San Francisco at Tampa Bay (-125); Total: 8
Albert Suarez bounces back to the rotation after a relief appearance in his last outing on June 13. Suarez has made two starts this season and has given up six runs on eight hits in 11.1 innings of work with a lot of balls in play that were converted into outs. Suarez is a bit of a rarity for relievers because he has been credited with six different pitches this season. That’s why he’s been able to work his way through the lineup a couple times over in his starts. He’s been pretty effective, particularly inducing ground balls at a 56.5 percent clip. His nine percent swinging strike rate would also suggest that some modest K gains could be in the works, but he’s never shown that.
He was actually signed by the Rays way back when and spent six seasons in their system, never making it above Double-A, so this is an interesting start for him. The Rays, as we know, have really struggled against right-handed pitching this season. They rank 21st in wOBA with the highest K rate in the league.
Matt Moore is on the hill for the Rays as he looks to build off of his last start. He struck out 10 Astros and worked seven scoreless innings. It was his best start in quite a while and he sits with a 5.05 ERA, a 4.62 FIP, and a 4.20 xFIP. Moore still has the ability to miss bats, but he has hit a lot of barrels this season with a .318 BABIP against and 14 HR in 76.2 innings of work.
There’s some hope for Moore in this start. He’s taking on a Giants team that is 18th in wOBA at .313 and just one percent above league average in the park-adjusted wRC+ metric. The Giants have a .398 SLG against LHP, which ranks 20th. One of their top contributors against LHP is Hunter Pence, who is out of the lineup. Moore made a little bit of an adjustment with his horizontal release point in his last start and maybe that will be successful for him.
I like Moore here, but probably not enough to lay the price. Suarez is kind of intriguing because it seems like he induces a lot of weak contact. Maybe the under is in play here.
Detroit at Kansas City (-140); Total: 8.5
Matt Boyd and Edinson Volquez are the listed pitchers for Saturday night’s battle at Kauffman Stadium. The Royals are doing that Royals thing where they win games despite all kinds of things going against them, so that’s a tough spot for bettors to be in. Volquez didn’t look all that great last time out against the Indians and yet he threw seven shutout innings against them. He walked more than he struck out, but balls in play happened to be hit at guys. He’s got a 3.90/4.01/4.31 pitcher slash on the year, but it is worth pointing out that he has the best ground ball rate he’s had since 2010.

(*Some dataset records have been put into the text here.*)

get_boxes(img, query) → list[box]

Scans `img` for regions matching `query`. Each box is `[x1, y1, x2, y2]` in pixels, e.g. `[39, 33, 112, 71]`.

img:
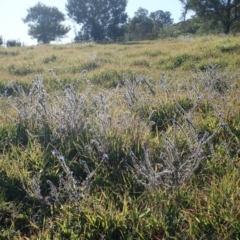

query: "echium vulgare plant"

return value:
[20, 149, 108, 205]
[127, 101, 236, 190]
[5, 75, 104, 144]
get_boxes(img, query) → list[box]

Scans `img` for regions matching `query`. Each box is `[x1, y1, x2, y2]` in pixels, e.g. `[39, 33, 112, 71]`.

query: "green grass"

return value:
[0, 36, 240, 240]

Even with that good start on June 13, Volquez has a 4.50/4.80/4.64 slash over his last eight starts with 35 K and 22 BB in 48 IP. He’s not the type of guy I’d trust with a -140 line, but, again, the Royals still have that standing deal with the devil.
Matt Boyd isn’t a guy that inspires a lot of confidence. He has a 4.91/5.39/4.78 pitcher slash on the season with below average peripherals across the board. He’s made a slight usage change that involves throwing his changeup less and his fastball more, which can’t be good. Up until he got blasted in his last start, he had thrown the ball okay, but consistency is still a big issue for the 25-year-old.
Runs could be possible here tonight. The Royals (and Red Sox) lead MLB in batting average at .270 on ground balls, hence that Royals devil magic thing. No other team is higher than .260 and most are clustered between .245 and .225. Boyd’s inducing more grounders this season. I think the Tigers can have more success against Volquez, even though they’re missing JD Martinez.
It’s really not a great slate in Major League Baseball today, so do yourself a favor and enjoy the nice weather. Limit your plays and look to get after it tomorrow.